Without an engine operating as it was designed to operate, the transmission will not operate and shift smooth at the correct time and give the powertrain that seamless transition of power from start through cruise speed. Just recently I was called to a shop to analyze an automatic shifting problem on a diesel powered vehicle. I was told the transmission wouldn’t shift out of second gear. There were even some diesel fuel injection pump codes stored, along with some codes stored in the automatic transmission module. This one ended up being a fuel delivery problem, all the while, the shop was working on the transmission in an attempt to fix the shifting problem. So, how does a technician go about telling the difference between a transmission shifting problem, or an engine power supply problem?
Many times these kinds of transmission problems can be analyzed by using a scan tool and checking for any information that has been stored in the modules. At the start of any diagnostic process, the technician should be on an information gathering quest. I always like to start with the engine module to see if there are any diagnostic trouble codes stored. If there are, I will make a note of them and move on. The next stop will be to take a peek into the transmission control module. If there is any information stored here, take some notes and start putting a plan together. Problem analysis always starts with gathering information from many sources, then that information is put together in a logical progression and a diagnostic direction is started.

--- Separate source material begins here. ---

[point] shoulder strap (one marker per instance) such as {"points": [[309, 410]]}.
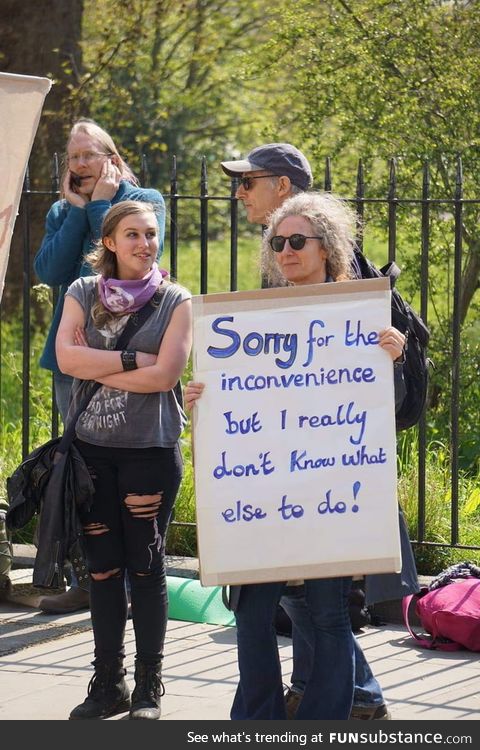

The starting point of the problem analysis is to determine whether the transmission shifting problem lies with the engine or the transmission. Many years ago, I was told, “the art of problem analysis is to get the problem to come to you.” To accomplish this task, I will start by using a scan tool and watching engine data. This data will include watching the loop status, engine coolant temperature, Long Term Fuel Trim (LTFT) and Short Term Fuel Trim (STFT), and oxygen sensor activity from both the front and rear oxygen sensors. The vehicle will be test driven on a route where the vehicle can be accelerated from a slow speed to 60 mph at full throttle, then driven at a steady cruise for about a quarter mile. By driving the vehicle in these conditions the technician can get a feel for and capture data for engine operation in most any driving condition. The technician can also get a feel for the transmission shifting points and get a good seat of the pants feel for the powertrain operation and with the captured engine data a determination can be made for the next step in the analysis procedure. Keep in mind, if the engine does not operate properly, the automatic transmission will not perform properly, so the engine operation is always the starting point.
To help explain this analysis process a little easier, there is a 1999 Chevrolet K1500 Suburban sitting out in the parking lot. The vehicle is powered with the trusty 5.7 Vin R small block engine, has the power running through a 4L60 automatic transmission and is showing 188,000 miles on the odometer. The transmission had been rebuilt about 12,000 miles ago. The vehicle owner had taken the vehicle back to the transmission shop to have a transmission shifting complaint analyzed. The transmission shop did all they could do and determined the transmission did not shift properly into fourth gear and the torque converter clutch would not lock.